Often without so labeling it, however, Justices have embraced retribution as the essential Constitutional limit to punishment. Thus, U.S. Supreme Court majorities categorically outlawed the death penalty as “morally” disproportionate to “culpability” of rapists (of adult women) (Coker, 1977); getaway car drivers who had no intention or expectation that their robbery victims would be killed (Enmund, 1982); mentally retarded killers (Atkins, 2002); all killers under 18 (Roper, 2005).

Long scorned by the scholars but embraced by the people, retribution has made a 21st century comeback. The proposed new Model Penal Code now explicitly incorporates retribution as punishment’s primary justification: “Under the new scheme, no utilitarian or restorative purpose of sentencing may justify a punishment more or less severe than that deserved by an offender in light of the gravity of the offense, the harm to the crime victim, and the blameworthiness of the offender.” (emph. added) Legislatures are to “consult their own moral judgment” and apply their own “intuitions of desert” to design punishments within “the retributive range.”

New Jersey should follow suit.

Deterrence

Persistently, polls show that the clear American majority who support the death penalty (and probably, too, most of those who oppose it) do not find deterrence a primary issue. However, the U.S. Supreme Court has held that in order to be Constitutional, the death penalty must either generally deter or serve retributive ends.

In essays and repeatedly in testimony before this Commission, some abolitionists have flatly insisted that the death penalty “really has no general deterrent effect”, characterizing arguments supporting deterrence as “totally implausible” and “not empirically supportable”. (Gibbons) “It’s clear that the death penalty has never been a deterrent.” (Lesniak) A supporter has even expanded that claim: “I don’t believe any penalty is a deterrent.” (Russo)

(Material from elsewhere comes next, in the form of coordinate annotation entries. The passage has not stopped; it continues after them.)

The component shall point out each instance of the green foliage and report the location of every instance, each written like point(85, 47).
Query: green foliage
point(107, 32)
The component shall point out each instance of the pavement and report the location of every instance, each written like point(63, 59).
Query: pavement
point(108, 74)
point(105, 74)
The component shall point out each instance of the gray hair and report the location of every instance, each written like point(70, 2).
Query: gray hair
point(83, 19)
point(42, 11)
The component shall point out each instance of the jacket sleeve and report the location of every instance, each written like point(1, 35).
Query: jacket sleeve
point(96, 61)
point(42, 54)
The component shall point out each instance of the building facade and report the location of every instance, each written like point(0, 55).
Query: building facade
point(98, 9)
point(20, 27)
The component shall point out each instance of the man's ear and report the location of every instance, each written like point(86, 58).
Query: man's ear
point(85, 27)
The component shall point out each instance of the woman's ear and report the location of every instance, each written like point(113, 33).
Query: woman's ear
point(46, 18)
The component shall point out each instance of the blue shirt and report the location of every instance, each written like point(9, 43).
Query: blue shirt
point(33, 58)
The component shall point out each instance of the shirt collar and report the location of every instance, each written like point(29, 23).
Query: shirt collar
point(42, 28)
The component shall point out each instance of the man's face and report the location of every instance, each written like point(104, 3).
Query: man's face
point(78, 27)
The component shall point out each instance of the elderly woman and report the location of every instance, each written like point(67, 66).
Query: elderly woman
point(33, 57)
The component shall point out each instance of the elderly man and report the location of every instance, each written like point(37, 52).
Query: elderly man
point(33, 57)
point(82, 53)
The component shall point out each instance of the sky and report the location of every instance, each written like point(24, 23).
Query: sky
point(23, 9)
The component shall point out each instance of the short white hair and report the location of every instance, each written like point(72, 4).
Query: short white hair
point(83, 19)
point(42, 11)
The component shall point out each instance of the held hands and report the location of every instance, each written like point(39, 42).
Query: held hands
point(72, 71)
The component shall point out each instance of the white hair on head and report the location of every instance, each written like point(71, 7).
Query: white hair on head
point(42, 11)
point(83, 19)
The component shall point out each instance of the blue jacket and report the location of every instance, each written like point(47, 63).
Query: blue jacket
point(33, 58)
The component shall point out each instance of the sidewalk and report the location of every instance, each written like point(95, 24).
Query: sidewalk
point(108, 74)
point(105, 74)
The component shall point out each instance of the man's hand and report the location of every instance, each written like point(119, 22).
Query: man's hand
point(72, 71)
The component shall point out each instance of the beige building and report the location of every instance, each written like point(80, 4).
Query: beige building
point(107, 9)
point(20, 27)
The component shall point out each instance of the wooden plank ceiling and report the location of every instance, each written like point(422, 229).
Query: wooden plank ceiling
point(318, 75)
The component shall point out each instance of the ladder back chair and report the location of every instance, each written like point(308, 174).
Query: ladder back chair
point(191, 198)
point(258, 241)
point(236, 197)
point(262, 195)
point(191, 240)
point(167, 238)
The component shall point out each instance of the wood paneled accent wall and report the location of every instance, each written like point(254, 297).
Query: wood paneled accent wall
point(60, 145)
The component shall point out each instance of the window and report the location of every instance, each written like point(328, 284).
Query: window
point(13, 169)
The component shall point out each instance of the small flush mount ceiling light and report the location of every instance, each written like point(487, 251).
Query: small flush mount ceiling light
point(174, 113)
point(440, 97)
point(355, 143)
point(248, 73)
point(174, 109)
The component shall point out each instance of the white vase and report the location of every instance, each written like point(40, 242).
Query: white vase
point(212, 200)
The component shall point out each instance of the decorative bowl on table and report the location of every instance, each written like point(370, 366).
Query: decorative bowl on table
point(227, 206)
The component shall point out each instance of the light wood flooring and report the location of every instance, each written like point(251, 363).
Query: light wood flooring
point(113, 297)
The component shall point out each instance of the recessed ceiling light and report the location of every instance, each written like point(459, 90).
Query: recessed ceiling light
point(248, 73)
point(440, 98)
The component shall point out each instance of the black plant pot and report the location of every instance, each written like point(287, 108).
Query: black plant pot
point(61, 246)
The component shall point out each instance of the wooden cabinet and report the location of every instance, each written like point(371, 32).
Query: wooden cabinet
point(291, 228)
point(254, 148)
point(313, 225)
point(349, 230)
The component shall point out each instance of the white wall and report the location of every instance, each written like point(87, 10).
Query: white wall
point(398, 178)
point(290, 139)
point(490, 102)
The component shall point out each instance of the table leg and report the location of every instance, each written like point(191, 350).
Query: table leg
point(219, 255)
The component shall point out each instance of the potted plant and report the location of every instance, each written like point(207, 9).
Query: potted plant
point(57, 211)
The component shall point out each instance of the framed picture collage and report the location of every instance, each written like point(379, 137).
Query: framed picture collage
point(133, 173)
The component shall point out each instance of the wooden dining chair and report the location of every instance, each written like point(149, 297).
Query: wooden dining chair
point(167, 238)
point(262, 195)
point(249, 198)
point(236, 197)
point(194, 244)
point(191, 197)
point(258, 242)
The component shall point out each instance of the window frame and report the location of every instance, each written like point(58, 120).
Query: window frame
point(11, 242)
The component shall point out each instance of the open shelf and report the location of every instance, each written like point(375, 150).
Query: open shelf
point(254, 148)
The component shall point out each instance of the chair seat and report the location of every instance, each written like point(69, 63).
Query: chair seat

Murderers, largely moved by momentary passion, the argument goes, give little thought to the consequences. The very remote possibility of their own execution someday in the distant future cannot and does not affect their lethal behavior. Other mass murderers, international or domestic terrorists, kill to achieve martyrdom, and by definition are undeterrable. This categorical denial – that ‘the death penalty does not deter’-- makes things more difficult for abolitionists.